- Born: Joana Brito Vitelli 25 April 1947 Delicias, Chihuahua, Mexico
- Died: 27 June 2023 (aged 76) Monterrey, Nuevo León, Mexico
- Occupation: Actress
- Years active: 1960s–2017

= Joana Brito =

Mexican actress (1947–2023)

Joana Brito Vitelli, known professionally as Joana Brito, (25 April 1947 – 27 June 2023) was a Mexican actress whose professional career spanned more than fifty years. She was known for a long career at Televisa, starring in the company's telenovelas and other television series, including Mujer, Casos de la Vida Real ,Cómplices Al Rescate"Teresa". Brito was also an accomplished voiceover and dubbing artist, becoming one of Mexico's most requested voice actresses since she began work in the voiceover industry in the 1980s. Her highest profile credits included the voice of Yubaba in Studio Ghibli's Spirited Away (El Viaje de Chihiro) and Mama Odi in the Spanish-language, Mexican release of Walt Disney Pictures' The Princess and the Frog.

==Biography==
Brito was born Joana Brito Vitelli in Chihuahua City on 25 April 1947. She graduated from the Instituto Nacional de Bellas Artes y Literatura in Mexico City with a degree in theater and stage direction. She began her career as a theater and stage actress in the 1960s.

Brito spent much of her career at Televisa, where she appeared in multiple telenovelas and series. She made her television debut on the 1985 Televisa telenovela, Juana Iris, playing the character, Toña. Her other series at Televisa, which spanned decades included Cuna de lobos in the 1980s, Mujer, Casos de la Vida Real, Pueblo chico, infierno grande (1997), Cómplices Al Rescate (2002), Duelo de Pasiones, La rosa de Guadalupe, Corazón salvaje, Teresa, and La fuerza del destino.

In the 1980s, Joana Brito began voiceover and dubbing work for foreign films and cartoons for the Mexican markets, becoming one of the industry's most requested dubbing artists. For Walt Disney Studios, Brito provided Spanish language voices of Zira in The Lion King II: Simba's Pride, the villain, Morgana, in The Little Mermaid II: Return to the Sea, Mama Odi in The Princess and the Frog, and Miss Muriel P. Finster in the Disney animated television series, Recess. Outside of Disney, she also provided the voices of Koharu Utatane in the anime series Naruto and Kaiô-sama in Dragon Ball Z.

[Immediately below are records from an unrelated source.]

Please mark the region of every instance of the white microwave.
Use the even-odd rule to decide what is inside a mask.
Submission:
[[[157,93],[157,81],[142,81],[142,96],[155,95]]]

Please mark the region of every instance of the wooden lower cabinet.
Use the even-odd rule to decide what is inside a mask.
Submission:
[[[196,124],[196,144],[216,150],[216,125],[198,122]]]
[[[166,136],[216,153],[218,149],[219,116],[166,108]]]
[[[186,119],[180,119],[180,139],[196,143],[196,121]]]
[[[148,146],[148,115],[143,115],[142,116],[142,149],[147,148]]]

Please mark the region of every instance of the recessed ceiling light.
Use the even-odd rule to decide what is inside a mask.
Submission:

Brito also performed live action dubbing for international films released in Mexico and Latin America. She provided the Spanish-language speaking voice of British actress Judi Dench in several films, including The Last of the Blonde Bombshells (2000), The Second Best Exotic Marigold Hotel (2015), as well as the voice of American actress Margo Martindale in Win Win (2011) and The Boss (2016). Brito also provided dubbing for Charlotte's Web (2006), Marie Antoinette (2006), Hairspray (2007), Hugo (2011), The Odd Life of Timothy Green (2012), Percy Jackson: Sea of Monsters (2013), and Deadpool (2016). Brito's voice has been compared to Argentinian actress Ruby Gattari and Cuban actress Carmen Donna-Dío, so she was often cast in similar dubbing roles.

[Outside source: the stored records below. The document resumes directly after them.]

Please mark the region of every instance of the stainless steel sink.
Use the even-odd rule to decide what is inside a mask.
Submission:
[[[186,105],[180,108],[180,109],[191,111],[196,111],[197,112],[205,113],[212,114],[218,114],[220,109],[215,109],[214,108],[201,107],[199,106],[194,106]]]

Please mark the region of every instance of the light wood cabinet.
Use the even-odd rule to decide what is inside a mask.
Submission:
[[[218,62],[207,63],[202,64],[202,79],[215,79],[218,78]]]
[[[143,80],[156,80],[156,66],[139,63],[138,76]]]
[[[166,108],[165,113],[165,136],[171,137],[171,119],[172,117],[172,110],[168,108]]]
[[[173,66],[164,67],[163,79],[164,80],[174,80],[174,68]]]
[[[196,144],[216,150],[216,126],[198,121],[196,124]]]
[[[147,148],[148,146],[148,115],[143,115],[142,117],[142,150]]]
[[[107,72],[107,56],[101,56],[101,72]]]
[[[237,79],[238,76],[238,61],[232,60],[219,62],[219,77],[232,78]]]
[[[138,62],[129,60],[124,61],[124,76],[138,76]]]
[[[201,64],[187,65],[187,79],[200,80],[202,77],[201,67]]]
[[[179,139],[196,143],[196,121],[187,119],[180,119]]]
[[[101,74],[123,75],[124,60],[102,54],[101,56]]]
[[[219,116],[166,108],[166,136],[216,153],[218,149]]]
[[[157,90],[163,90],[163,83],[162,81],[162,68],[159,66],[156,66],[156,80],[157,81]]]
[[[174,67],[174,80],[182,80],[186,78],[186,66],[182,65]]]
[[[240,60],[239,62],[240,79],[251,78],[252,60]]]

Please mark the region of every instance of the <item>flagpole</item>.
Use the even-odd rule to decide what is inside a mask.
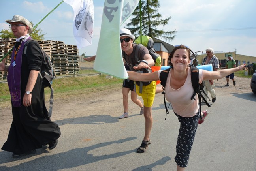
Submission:
[[[141,28],[141,0],[139,0],[139,20],[140,23],[141,44],[142,44],[142,29]]]
[[[34,29],[39,24],[41,23],[41,22],[42,21],[43,21],[45,19],[45,18],[46,18],[47,17],[48,17],[48,16],[49,15],[50,15],[50,14],[51,14],[53,11],[54,11],[55,10],[55,9],[57,8],[58,8],[58,7],[61,4],[62,4],[62,2],[64,2],[63,0],[61,1],[60,2],[60,4],[59,4],[57,6],[56,6],[55,7],[55,8],[53,8],[52,10],[51,10],[51,11],[50,11],[50,12],[49,13],[48,13],[48,14],[47,14],[46,15],[45,15],[45,17],[43,17],[43,19],[42,19],[40,21],[39,21],[39,22],[38,23],[37,23],[37,24],[35,26],[34,26],[34,27],[33,28],[33,29]],[[11,48],[11,50],[10,50],[7,53],[6,53],[6,54],[4,55],[4,57],[3,57],[1,59],[1,60],[0,60],[0,62],[1,62],[3,60],[4,60],[4,59],[6,58],[7,56],[7,55],[8,55],[9,54],[9,53],[10,53],[10,52],[11,52],[11,51],[13,50],[14,47],[13,47],[13,48]]]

Brito did not appear in films until the 1990s, making her film debut in El anzuelo in 1996. Her film roles included the 1997 drama Santo Luzbel, Cicatrices in 2005, the American romantic comedy From Prada to Nada in 2011, and the Mexican animated film, El gran milagro, also in 2011.

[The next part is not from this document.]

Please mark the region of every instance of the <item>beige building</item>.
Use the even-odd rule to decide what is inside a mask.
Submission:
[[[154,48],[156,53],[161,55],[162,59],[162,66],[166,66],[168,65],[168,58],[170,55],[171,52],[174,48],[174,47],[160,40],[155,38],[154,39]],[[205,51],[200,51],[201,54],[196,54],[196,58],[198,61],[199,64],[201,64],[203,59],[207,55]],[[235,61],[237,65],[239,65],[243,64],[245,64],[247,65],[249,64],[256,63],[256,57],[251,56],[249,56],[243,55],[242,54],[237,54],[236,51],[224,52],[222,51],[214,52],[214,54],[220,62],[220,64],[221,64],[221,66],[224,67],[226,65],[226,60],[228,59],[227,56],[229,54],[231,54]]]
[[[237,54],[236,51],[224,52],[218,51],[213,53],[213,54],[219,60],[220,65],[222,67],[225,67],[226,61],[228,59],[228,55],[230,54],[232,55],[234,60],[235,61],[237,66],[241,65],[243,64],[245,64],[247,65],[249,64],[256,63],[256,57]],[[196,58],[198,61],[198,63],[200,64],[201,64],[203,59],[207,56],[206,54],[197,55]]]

She retired from acting in 2016 due to declining health and moved to Monterrey, Nuevo León. However, she made a guest appearance on the Mexican telenovela, El Bienamado, marking her final role on television.

Brito, who had been hospitalized since November 2022, died from kidney failure in Monterrey on 27 June 2023, at the age of 76. Her death was announced by the National Association of Actors (ANDA).